Il est de ces moments qui comptent. Ces moments qui laissent des souvenirs, qui nous construisent, qui font de nous ce que nous sommes.

Il y a le quotidien, les journées longues et parfois difficiles, il y a les mises au coin, les hurlements, les pleurs, les caprices, les énervements, les cris puis les câlins. La vie, les jours, les semaines, les mois qui passent et chacun qui essaie de faire au mieux.

Quand on est parents, on veut éduquer, instruire, faire grandir nos enfants. On veut qu'ils soient heureux, qu'ils soient libres, on veut leur donner à la fois assez d'amour pour leur permettre de surmonter toutes les épreuves et toutes les peurs, et en même temps on veut leur laisser assez d'autonomie pour qu'ils puissent apprendre à se défendre, à se débrouiller, à surmonter leurs peines et leurs chagrins sans toujours compter sur autrui.

On veut leur apprendre plein de choses, leur léguer un bagage de connaissances et de culture général, on voudrait qu'ils fassent du sport, de la musique, du dessin, et qu'ils soient bons à l'école.

On se met la pression. On a la pression. C'est un métier d'être parent.

Mais en fait, une seule chose compte. Ce n'est pas la somme de ce qu'ils auront appris avec nous, ce n'est pas les phrases qu'on leur répètera en espérant qu'ils les retiendront, qui feront d'eux des adultes libres et épanouis. Ce qui compte, c'est ce qu'il y a dans leur mémoire poétique.

Un jour, j'ai lu Kundera.

Et dans "l'insoutenable légèreté de l'être" (un des livres qui m'a le plus marqués), il y a cette phrase :

"Il semble qu'il existe dans le cerveau une zone tout à fait spécifique qu'on pourrait appeler la mémoire poétique et qui enregistre ce qui nous a charmés, ce qui nous a émus, ce qui donne à notre vie sa beauté."

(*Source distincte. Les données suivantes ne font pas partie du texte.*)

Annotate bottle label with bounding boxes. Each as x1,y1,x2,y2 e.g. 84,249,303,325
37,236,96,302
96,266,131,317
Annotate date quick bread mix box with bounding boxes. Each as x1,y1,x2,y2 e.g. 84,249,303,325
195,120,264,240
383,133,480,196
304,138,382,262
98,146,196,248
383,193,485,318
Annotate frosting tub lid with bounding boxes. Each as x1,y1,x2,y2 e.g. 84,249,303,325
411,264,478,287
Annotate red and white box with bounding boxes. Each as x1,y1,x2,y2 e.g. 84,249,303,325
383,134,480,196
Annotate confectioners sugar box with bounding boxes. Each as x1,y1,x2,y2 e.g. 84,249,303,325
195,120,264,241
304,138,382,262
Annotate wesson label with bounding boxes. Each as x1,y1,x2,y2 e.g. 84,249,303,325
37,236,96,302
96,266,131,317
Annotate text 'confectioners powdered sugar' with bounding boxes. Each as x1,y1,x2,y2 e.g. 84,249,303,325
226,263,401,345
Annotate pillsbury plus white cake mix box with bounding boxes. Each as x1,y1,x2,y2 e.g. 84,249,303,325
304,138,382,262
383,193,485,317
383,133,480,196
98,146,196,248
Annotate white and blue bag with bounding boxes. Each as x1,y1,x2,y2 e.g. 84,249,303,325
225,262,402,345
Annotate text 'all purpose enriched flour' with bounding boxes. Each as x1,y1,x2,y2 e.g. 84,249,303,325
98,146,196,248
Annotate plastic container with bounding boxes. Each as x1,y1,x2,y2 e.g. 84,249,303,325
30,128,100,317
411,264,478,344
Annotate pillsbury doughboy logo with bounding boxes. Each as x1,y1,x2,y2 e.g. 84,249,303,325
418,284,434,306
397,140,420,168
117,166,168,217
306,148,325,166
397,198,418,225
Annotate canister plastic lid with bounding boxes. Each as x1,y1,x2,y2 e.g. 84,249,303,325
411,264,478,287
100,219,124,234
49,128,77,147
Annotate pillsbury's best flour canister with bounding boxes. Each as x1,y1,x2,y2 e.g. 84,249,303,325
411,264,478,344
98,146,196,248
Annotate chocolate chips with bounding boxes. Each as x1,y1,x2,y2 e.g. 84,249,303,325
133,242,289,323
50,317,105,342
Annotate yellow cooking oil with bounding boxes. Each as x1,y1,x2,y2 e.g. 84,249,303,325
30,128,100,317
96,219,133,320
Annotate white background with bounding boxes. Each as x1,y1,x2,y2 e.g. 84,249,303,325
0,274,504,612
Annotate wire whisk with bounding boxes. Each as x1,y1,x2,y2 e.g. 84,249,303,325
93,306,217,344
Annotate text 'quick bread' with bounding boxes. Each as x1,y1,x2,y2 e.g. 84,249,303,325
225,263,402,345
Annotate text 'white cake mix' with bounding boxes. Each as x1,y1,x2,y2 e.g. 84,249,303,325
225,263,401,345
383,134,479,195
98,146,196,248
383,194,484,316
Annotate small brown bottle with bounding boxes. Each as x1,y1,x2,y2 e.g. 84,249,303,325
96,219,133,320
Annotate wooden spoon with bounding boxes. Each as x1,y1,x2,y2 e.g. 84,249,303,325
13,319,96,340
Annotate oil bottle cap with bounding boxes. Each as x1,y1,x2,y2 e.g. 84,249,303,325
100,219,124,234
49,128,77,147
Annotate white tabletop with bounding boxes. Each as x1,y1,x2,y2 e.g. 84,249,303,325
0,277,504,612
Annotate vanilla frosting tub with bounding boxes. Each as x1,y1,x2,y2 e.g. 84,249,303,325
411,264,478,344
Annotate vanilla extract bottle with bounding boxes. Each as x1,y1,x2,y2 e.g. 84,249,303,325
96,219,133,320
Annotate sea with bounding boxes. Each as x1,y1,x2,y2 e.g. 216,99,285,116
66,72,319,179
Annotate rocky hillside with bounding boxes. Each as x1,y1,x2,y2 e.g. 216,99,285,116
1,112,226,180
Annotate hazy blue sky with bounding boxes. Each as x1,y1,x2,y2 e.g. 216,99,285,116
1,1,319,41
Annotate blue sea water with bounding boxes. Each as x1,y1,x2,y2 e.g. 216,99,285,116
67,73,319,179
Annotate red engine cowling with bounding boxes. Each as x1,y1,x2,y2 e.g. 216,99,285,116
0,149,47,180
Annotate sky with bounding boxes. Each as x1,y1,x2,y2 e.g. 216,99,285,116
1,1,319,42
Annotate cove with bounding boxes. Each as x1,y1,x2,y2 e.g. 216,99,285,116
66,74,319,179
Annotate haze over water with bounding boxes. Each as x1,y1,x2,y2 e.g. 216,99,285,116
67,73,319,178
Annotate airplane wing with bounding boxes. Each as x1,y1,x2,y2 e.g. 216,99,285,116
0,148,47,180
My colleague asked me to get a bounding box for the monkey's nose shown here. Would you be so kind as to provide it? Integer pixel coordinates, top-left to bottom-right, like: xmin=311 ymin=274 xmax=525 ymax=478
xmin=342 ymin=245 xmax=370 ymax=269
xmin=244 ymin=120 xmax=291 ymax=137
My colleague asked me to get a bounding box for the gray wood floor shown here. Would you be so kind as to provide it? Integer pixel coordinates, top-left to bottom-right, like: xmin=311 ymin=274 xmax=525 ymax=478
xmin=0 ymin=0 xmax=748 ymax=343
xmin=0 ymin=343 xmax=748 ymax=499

D'après moi, la mémoire poétique donne à chacun sa capacité au bonheur. Il faut savoir la remplir et puiser dedans lorsqu'on en a besoin, un peu comme un réservoir à bonheur. Chaque joli moment que l'on vit s'inscrit pour toujours dans ce "dossier" dans notre cerveau.

Mon but, en tant que maman, est d'apprendre à mes enfants à mettre plein de choses dans cette petite valise à bonheurs, et d'y mettre moi-même le plus de moments possibles.

Parfois, je me demande ce que Potam aurait comme souvenirs de moi si je mourais demain. Et j'ai envie chaque jour de faire grossir ce réservoir de souvenirs.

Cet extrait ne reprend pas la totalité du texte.